2003 : le Groupe HEC, dont le directeur général, Bernard Ramanantsoa, a déclaré en décembre 2002 : « Dire que le français est une langue internationale de communication comme l’anglais prête à sourire aujourd’hui ».

2002 : Jean-Marie Colombani, directeur de la publication du Monde qui publie sans la moindre réciprocité, et à l’exclusion de toute autre langue, un supplément hebdomadaire en anglo-américain tiré du New York Times.

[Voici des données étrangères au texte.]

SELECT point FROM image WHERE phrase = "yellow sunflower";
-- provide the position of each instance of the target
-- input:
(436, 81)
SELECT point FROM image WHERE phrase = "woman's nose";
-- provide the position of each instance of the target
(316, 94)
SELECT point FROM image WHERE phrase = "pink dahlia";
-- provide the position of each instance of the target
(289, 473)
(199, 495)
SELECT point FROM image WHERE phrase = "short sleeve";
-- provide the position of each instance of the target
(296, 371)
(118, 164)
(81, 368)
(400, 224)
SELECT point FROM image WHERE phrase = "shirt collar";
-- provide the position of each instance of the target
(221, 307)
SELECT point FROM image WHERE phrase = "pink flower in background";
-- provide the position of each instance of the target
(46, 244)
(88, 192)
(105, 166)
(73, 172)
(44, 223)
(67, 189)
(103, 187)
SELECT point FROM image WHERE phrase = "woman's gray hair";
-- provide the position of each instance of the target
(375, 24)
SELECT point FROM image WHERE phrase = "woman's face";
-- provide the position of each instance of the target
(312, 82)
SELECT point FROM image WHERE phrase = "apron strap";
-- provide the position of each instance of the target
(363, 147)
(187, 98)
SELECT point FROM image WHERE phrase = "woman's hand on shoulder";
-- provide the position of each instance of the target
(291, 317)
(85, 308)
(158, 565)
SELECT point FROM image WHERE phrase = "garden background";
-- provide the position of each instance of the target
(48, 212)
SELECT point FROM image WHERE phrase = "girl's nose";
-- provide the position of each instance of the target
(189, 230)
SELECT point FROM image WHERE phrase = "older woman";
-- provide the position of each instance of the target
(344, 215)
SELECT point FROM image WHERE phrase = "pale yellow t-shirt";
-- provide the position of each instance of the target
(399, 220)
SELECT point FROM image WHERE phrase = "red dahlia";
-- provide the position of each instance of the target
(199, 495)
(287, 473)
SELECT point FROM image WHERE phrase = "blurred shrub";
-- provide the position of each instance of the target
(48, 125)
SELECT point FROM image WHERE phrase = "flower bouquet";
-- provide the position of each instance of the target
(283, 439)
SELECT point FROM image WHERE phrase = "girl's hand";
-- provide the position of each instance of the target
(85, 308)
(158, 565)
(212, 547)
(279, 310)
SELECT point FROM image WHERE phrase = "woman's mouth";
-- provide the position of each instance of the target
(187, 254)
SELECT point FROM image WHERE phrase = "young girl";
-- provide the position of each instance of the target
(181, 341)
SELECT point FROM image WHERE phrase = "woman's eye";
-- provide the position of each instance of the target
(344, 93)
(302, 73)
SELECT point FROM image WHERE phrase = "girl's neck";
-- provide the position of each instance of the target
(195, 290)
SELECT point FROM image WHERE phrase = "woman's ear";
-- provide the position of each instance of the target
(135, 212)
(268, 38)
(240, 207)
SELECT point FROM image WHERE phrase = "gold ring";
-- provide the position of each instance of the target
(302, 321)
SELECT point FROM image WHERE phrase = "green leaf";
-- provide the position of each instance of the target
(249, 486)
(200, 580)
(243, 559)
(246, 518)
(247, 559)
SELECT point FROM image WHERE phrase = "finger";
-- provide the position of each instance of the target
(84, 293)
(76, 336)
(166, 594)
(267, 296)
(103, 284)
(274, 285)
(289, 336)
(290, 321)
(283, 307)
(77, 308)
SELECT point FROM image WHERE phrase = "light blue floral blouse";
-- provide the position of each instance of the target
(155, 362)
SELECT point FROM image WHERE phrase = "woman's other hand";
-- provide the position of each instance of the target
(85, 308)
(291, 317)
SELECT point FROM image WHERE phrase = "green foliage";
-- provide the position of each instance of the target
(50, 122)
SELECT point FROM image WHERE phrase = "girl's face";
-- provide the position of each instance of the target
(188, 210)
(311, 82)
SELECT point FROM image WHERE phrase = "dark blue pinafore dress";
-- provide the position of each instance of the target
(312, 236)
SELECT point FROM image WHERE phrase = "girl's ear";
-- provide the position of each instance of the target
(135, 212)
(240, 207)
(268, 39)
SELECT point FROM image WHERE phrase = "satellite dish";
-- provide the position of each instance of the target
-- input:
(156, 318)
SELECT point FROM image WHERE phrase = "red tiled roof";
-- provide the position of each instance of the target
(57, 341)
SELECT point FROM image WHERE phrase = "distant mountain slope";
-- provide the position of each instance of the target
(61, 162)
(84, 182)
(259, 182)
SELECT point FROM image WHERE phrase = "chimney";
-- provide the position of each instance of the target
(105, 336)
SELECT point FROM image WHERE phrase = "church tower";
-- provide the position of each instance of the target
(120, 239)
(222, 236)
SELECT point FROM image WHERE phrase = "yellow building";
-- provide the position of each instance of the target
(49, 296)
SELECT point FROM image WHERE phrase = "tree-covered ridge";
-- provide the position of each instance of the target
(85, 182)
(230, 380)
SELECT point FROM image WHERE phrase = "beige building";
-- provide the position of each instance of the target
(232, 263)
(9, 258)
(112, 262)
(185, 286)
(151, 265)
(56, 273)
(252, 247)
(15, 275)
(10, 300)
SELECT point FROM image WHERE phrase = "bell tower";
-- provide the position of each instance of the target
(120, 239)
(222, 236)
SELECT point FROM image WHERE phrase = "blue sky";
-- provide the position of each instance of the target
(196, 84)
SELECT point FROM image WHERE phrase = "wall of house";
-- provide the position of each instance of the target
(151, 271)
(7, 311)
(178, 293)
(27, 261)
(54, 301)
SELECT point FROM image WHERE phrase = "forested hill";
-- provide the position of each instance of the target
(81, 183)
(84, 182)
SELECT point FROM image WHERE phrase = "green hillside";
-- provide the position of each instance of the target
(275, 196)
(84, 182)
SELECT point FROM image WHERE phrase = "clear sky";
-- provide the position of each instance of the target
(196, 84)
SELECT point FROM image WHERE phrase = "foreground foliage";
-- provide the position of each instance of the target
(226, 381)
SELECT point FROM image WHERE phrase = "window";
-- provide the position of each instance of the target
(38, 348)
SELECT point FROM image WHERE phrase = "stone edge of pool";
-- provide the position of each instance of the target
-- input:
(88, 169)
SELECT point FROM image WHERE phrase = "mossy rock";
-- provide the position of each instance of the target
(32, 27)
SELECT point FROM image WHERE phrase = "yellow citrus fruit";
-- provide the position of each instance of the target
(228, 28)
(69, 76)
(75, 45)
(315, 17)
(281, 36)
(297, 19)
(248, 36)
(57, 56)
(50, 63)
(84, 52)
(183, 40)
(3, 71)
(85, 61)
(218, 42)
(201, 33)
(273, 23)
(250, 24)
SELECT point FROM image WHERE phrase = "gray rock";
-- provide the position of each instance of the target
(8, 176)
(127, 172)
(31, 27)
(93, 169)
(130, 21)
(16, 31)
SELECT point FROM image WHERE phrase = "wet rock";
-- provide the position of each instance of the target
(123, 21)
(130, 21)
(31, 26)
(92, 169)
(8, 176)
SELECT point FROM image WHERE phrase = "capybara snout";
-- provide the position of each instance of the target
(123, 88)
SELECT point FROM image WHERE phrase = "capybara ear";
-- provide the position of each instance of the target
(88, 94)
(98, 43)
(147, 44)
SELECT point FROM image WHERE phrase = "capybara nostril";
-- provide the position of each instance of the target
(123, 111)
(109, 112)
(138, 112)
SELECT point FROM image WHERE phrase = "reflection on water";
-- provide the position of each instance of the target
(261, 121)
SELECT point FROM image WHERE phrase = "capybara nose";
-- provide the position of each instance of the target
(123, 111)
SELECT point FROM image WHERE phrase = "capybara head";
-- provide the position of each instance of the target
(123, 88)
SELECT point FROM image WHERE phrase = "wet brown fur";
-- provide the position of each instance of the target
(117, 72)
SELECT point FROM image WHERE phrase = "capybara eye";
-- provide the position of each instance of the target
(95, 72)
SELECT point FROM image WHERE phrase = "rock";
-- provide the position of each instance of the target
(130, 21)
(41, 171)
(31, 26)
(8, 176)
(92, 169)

2001 : Jean-Marie Messier, PDG de Vivendi Universal, pour avoir systématiquement favorisé l’anglais comme langue de communication dans ses entreprises.

2000 : Alain Richard, ministre de la Défense, pour avoir obligé les militaires français à parler anglais au sein du Corps européen alors qu’aucune nation anglophone n’en fait partie.

1999 : Louis Schweitzer, PDG de Renault, pour avoir imposé l’usage de l’anglo-américain dans les comptes rendus des réunions de direction de son entreprise (juste devant Claude Allègre, sélectionné pour avoir déclaré à La Rochelle, le 30 août 1997, « Les Français doivent cesser de considérer l’anglais comme une langue étrangère »).

Lauréats du prix spécial du jury à titre étranger (prix crée en 2001) :

2007 : la police de Genève, pour avoir diffusé une publicité intitulée « United Police of Geneva ».

2006 : Ernest-Antoine Seillière, président de l'Union des industries de la communauté européenne, pour avoir prononcé un discours en anglais au Conseil européen à Bruxelles en mars 2006.

2005 : Josep Borrell, président du Parlement européen, pour avoir avantagé l'anglais lors d'une session de l'assemblée parlementaire Euro-Méditerranée qu'il venait de présider à Rabat au Maroc sans prévoir la traduction des documents de travail.

2004 : Jean-Claude Trichet, président de la Banque centrale européenne, élu pour avoir présenté en anglais la politique de l’établissement devant le Parlement européen de Strasbourg et avoir déclaré lors de sa prise de fonction « I am not a Frenchman ». 2003 : Pascal Lamy, élu pour son utilisation systématique de l’anglais dans ses fonctions de commissaire européen, au mépris des règles communautaires.

2002 : Romano Prodi, président de la Commission européenne, qui n’a jamais manqué une occasion de promouvoir la langue anglaise comme langue unique au mépris des règles communautaires, comme l’ont montré l’affaire de l’étiquetage en anglais des produits alimentaires, et l’imposition de l’anglais comme langue unique de négociation pour l’élargissement européen.

2001 : La société Lego, fabricant danois de jouets pour enfants, qui présente ses produits en France et dans le monde uniquement en anglais sous les expressions « explore being me », « explore together », « explore logic » et « explore imagination ».